Das Grundgesetz der Bundesrepublik Deutschland schreibt in Artikel 28 den Ländern für ihre Verfassungen nur wenige Grundsätze vor. Diese Grundsätze sind für unsere freiheitlich demokratische Grundordnung jedoch fundamental. Im Grundgesetz heißt es: „Die verfassungsmäßige Ordnung in den Ländern muss den Grundsätzen des republikanischen, demokratischen und sozialen Rechtsstaates im Sinne dieses Grundgesetzes entsprechen. In den Ländern, Kreisen und Gemeinden muß das Volk eine Vertretung haben, die aus allgemeinen, unmittelbaren, freien, gleichen und geheimen Wahlen hervorgegangen ist.“

Die Staatsgewalt geht vom Volke aus.
Landesverfassung Baden-Württemberg, Artikel 25 (1)

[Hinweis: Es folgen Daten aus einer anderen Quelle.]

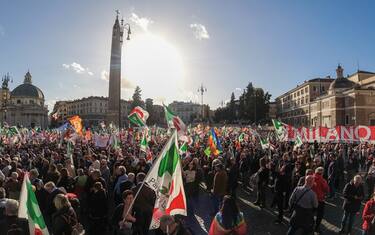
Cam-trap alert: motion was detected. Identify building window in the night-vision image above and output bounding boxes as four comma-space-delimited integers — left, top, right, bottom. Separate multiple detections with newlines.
345, 115, 349, 125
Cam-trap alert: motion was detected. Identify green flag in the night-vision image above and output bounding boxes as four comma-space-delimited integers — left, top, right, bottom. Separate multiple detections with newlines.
238, 133, 245, 142
144, 132, 186, 229
180, 142, 187, 154
272, 119, 288, 141
18, 173, 49, 235
204, 147, 211, 157
140, 133, 148, 153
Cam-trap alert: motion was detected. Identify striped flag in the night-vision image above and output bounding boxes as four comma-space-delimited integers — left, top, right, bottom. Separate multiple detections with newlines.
128, 106, 149, 127
18, 174, 49, 235
163, 104, 187, 134
145, 132, 186, 229
293, 135, 303, 150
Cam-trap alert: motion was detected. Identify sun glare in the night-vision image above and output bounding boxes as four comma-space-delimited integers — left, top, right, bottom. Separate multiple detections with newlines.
123, 32, 184, 103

Die weitere Ausgestaltung der Landesverfassungen ist der Gestaltungsfreiheit der Länder selbst überlassen. In der Tat unterscheiden sich die Landesverfassungen zum Teil erheblich, z.B. in der Wahl der Regierung, deren Abberufung, der Richtlinienkompetenz des Ministerpräsidenten und in den Funktionen des Staatsoberhaupts. Die Verfassung von Baden-Württemberg enthält – abweichend vom Grundgesetz – auch unmittelbare Mitwirkungsrechte wie die Möglichkeit zur Parlamentsauflösung durch Volksabstimmung (Artikel 43,2) und spezielle Formen der Volksgesetzgebung (Artikel 59 und 60).

Verfassungsänderungen

Verfassungen sind auf Dauer angelegt, müssen aber auch für Veränderungen offen sein. Das Recht zur Verfassungsänderung hat der Landtag mit einer Zweidrittelmehrheit. Allerdings hat er in den mehr als fünfzig Jahren des Bestehens der Landesverfassung nur selten davon Gebrauch machen müssen. Aber der gesellschaftliche und politische Wandel spiegeln sich auch in der Verfassung wider. So schafften die Regierungsparteien in der Zeit der Großen Koalition mit der erforderlichen Zweidrittelmehrheit die in Südwürttemberg-Hohenzollern bestehenden Konfessionsschulen zu Gunsten der Gemeinschaftsschulen ab. Seit ihrem Bestehen wurde die Landesverfassung 23 Mal geändert, zuletzt 2015. So wurde 1974 die Möglichkeit eines Volksbegehrens eingeführt. 1975 passte der Landtag das Staatsnotstandsrecht an das Grundgesetz an. Die Verpflichtung zum Schutz der natürlichen Lebensgrundlagen fand 1976 Eingang in die Landesverfassung. Die Wahlperiode des Landtags änderte sich 1995 von vier auf fünf Jahre. Im gleichen Jahr erweiterte der Landtag die Verfassung um das kommunale Wahlrecht für EU-Bürger. Der Schutz der Tiere als Lebewesen und Mitgeschöpfe ist seit 2000 eine Aufgabe von Verfassungsrang. Mit der letzten Verfassungsänderung 2015 wurden die Beteiligungsmöglichkeiten der Bürgerinnen und Bürger stark erweitert.